Se o STF ignora seu papel no quadro constitucional, o que dizer dos gorilas
toscos que têm saudade da ditadura militar, de seus torturadores e executores?
O que dizer de meganhas fardados na sedizente polícia militar de Santa Catarina
que riem ostensivamente diante da agressão física a um ex-chefe de Estado com
elevadíssimo índice de popularidade apesar de toda injustiça contra si cometida
por operadores do direito contaminados pela febre fascista?

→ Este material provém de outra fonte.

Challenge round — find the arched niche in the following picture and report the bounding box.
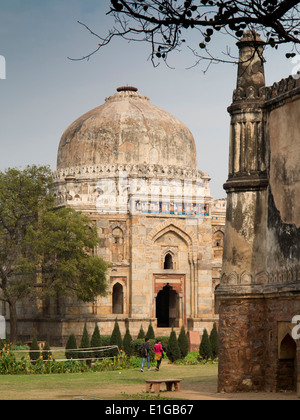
[112,282,124,314]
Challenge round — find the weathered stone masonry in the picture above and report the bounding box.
[216,31,300,394]
[3,86,226,346]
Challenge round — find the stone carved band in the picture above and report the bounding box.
[53,163,206,182]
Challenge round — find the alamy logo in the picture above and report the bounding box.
[95,172,207,227]
[0,55,6,79]
[291,315,300,340]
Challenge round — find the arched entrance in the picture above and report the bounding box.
[156,284,179,328]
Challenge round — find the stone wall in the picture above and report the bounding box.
[218,295,300,393]
[217,32,300,394]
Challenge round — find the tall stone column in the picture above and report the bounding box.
[217,31,269,392]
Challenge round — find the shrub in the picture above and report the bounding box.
[155,336,169,350]
[123,327,133,356]
[209,323,219,360]
[137,325,145,339]
[178,326,189,359]
[146,322,155,340]
[131,338,155,362]
[29,336,40,362]
[100,335,111,346]
[98,335,111,358]
[65,333,78,360]
[110,320,123,356]
[91,324,101,359]
[42,342,52,361]
[79,324,91,363]
[199,329,212,360]
[166,329,181,362]
[0,344,136,375]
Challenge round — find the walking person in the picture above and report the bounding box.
[154,339,164,371]
[140,337,150,372]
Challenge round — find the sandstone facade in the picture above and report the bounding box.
[3,87,225,346]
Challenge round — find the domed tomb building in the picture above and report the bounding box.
[14,87,225,345]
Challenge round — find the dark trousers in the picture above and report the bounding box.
[156,356,162,370]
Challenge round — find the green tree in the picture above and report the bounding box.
[146,322,155,340]
[137,325,145,339]
[178,326,189,359]
[123,327,133,356]
[79,323,91,364]
[91,324,101,359]
[209,323,219,360]
[0,165,53,343]
[29,336,40,362]
[166,329,181,362]
[35,207,110,303]
[0,165,110,343]
[110,319,123,356]
[65,333,78,360]
[199,329,212,360]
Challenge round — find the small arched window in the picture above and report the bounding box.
[112,227,124,262]
[164,253,173,270]
[214,231,224,248]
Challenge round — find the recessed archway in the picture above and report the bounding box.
[164,253,173,269]
[156,284,179,328]
[277,333,297,392]
[112,283,124,314]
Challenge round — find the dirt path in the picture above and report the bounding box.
[97,363,299,401]
[110,383,298,401]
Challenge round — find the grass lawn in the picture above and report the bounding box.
[0,362,218,400]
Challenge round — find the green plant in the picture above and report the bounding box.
[29,336,40,362]
[123,327,133,356]
[146,322,155,340]
[209,323,219,360]
[98,335,111,358]
[178,326,189,359]
[155,336,169,349]
[42,342,52,361]
[137,325,145,339]
[110,320,123,356]
[91,324,101,359]
[11,344,29,351]
[131,338,155,362]
[100,335,111,346]
[166,329,181,362]
[199,329,212,360]
[65,333,78,360]
[79,324,91,364]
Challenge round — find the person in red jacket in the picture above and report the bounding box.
[154,339,164,371]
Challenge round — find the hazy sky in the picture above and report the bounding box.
[0,0,295,199]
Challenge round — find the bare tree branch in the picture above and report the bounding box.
[69,0,300,67]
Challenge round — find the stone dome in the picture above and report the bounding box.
[57,87,197,170]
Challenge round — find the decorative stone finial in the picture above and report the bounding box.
[236,30,265,48]
[117,86,138,92]
[233,31,266,103]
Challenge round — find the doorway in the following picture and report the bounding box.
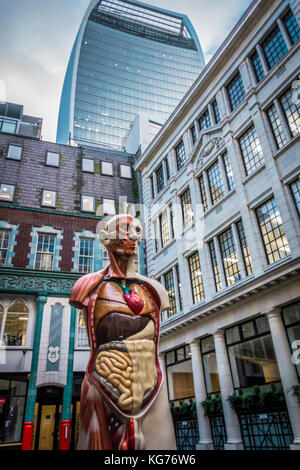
[34,386,63,450]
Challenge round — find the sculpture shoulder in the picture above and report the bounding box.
[70,269,107,309]
[134,274,170,311]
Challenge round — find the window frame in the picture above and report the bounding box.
[7,144,22,161]
[46,151,60,167]
[41,189,56,208]
[81,194,95,213]
[0,184,15,202]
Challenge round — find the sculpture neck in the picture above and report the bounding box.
[107,250,136,279]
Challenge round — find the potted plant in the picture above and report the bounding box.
[228,384,285,413]
[201,394,222,416]
[293,384,300,402]
[170,399,197,419]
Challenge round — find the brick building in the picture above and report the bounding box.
[0,128,138,449]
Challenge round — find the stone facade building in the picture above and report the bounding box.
[0,128,138,449]
[135,0,300,450]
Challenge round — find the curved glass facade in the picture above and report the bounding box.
[57,0,204,149]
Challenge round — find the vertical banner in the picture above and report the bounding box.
[46,303,63,371]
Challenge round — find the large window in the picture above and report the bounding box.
[267,104,287,149]
[219,227,241,286]
[280,87,300,138]
[208,240,222,292]
[180,188,194,226]
[79,238,94,273]
[256,197,290,264]
[290,177,300,216]
[0,376,28,444]
[156,163,164,193]
[0,230,10,267]
[207,160,224,205]
[282,302,300,377]
[250,50,264,83]
[164,269,176,317]
[159,210,170,248]
[226,317,280,389]
[236,220,253,276]
[201,336,220,394]
[0,300,29,347]
[198,108,211,132]
[226,72,245,112]
[188,251,205,304]
[35,234,55,270]
[166,345,194,401]
[262,26,287,69]
[175,140,186,171]
[239,125,264,176]
[283,8,300,44]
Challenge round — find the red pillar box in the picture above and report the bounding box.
[59,420,71,450]
[22,422,33,450]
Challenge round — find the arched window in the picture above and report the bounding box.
[3,300,29,346]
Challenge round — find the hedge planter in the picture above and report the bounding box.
[228,384,285,413]
[293,384,300,402]
[201,394,223,417]
[170,399,197,419]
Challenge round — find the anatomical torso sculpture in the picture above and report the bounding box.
[69,215,177,450]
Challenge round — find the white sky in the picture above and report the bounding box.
[0,0,253,142]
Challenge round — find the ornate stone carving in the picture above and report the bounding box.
[197,136,225,167]
[0,272,76,294]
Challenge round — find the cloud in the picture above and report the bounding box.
[0,0,253,142]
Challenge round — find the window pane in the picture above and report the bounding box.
[227,72,245,111]
[198,108,211,132]
[280,87,300,138]
[226,325,241,345]
[156,163,164,193]
[219,227,241,286]
[188,251,205,303]
[282,302,300,326]
[0,229,10,267]
[223,152,235,191]
[1,119,17,134]
[236,219,253,275]
[7,145,22,160]
[201,336,215,353]
[190,124,197,144]
[175,140,186,170]
[239,125,264,176]
[202,352,220,394]
[198,174,208,212]
[207,160,224,204]
[82,158,94,172]
[241,321,255,339]
[283,9,300,44]
[3,310,28,346]
[290,177,300,216]
[209,240,222,292]
[35,234,55,270]
[81,195,95,213]
[228,334,280,388]
[79,238,94,273]
[267,104,287,149]
[46,152,59,167]
[77,310,89,347]
[42,190,56,207]
[164,269,176,317]
[262,26,287,69]
[0,378,27,443]
[250,50,264,83]
[101,161,113,175]
[256,197,290,264]
[212,99,220,124]
[180,188,193,225]
[120,164,131,179]
[103,198,116,215]
[165,158,170,180]
[255,316,270,334]
[159,210,170,248]
[0,184,15,201]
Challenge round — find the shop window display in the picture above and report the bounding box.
[0,377,27,444]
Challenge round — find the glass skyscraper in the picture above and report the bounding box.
[57,0,204,149]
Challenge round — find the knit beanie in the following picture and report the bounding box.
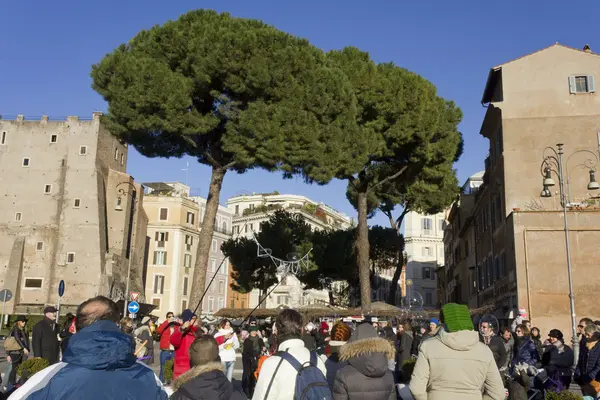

A volta ao leito da Constituição urge para salvar o Brasil da barbárie, pois
violência chama violência e, sem lei nem legitimidade, as instituições nada
podem, nada valem. Sem o consenso jurídico mínimo, instala-se entre nós a
guerra civil, em que grupos e tendências antagônicas passarão a escolher a
força bruta ao invés do diálogo e do discurso argumentativo para se impor sobre
os adversários.
O sinal mais inquietante desse novo estágio político é o fato de ninguém mais
fazer questão de sequer manter as aparências da autocontenção. Os fascistas
saíram do armário glorificando a mesquinharia, o ódio social e político e a
intolerância aos divergentes. Por sua vez, a justiça de classe se desnuda com o
discurso falso-moralista e seletivo contra os representantes das forças
democráticas. A propósito, lembro-me da advertência de Leon Trotski sobre o
avanço revolucionário: quanto mais perto o embate decisivo, mais claras e
transparentes se tornam as condutas e as opiniões das classes em confronto. Só
na democracia liberal se cultiva a disciplina verbal como forma de escamotear
conflitos latentes. Quando essa decai, a escamoteação se desfaz e os monstros
se apresentam sem disfarces.
Talvez estejamos na undécima hora para o STF dar o exemplo de altivez e autoridade
e fazer cumprir a Constituição, mostrar lhe ser fiel, a começar por suas
garantias fundamentais, como a que estabelece a presunção de inocência dos
acusados até o trânsito em julgado da sentença penal condenatória. Somente será
bem sucedido se lograr bloquear a prematura violência contra Lula que inspira
as outras violências, físicas e verbais, partidas de quem não respeita à
Constituição, não respeita o STF e a este, prefere, porque conveniente para dar
guarida a seus abusos, um juizinho de província exibicionista, sem eira nem
beira, a quem ostensivamente falece qualquer respeito e, que dirá, fidelidade à
lei maior.
É essa atitude que brasileiras e brasileiros democráticos e amantes da paz
esperam do STF. Ainda é tempo de fazer seu dever de casa, mas as horas se
esvaem rapidamente na tempestade de intolerância política criminosa e
organizada daqueles que têm desprezo e ódio pela Constituição cidadã. Parece
que estão esperando um corpo, um mártir, apenas, para projetar o País do
precipício para a incerteza da aventura.
Definitivamente, não merecemos isso. Não merecemos que forças sem nenhum
compromisso com o Estado democrático de Direito nos retirem toda a esperança
numa solução parcimoniosa, justa e, sobretudo, constitucional para a crise que
criaram para desempoderar a sociedade e reinstalar a ditadura.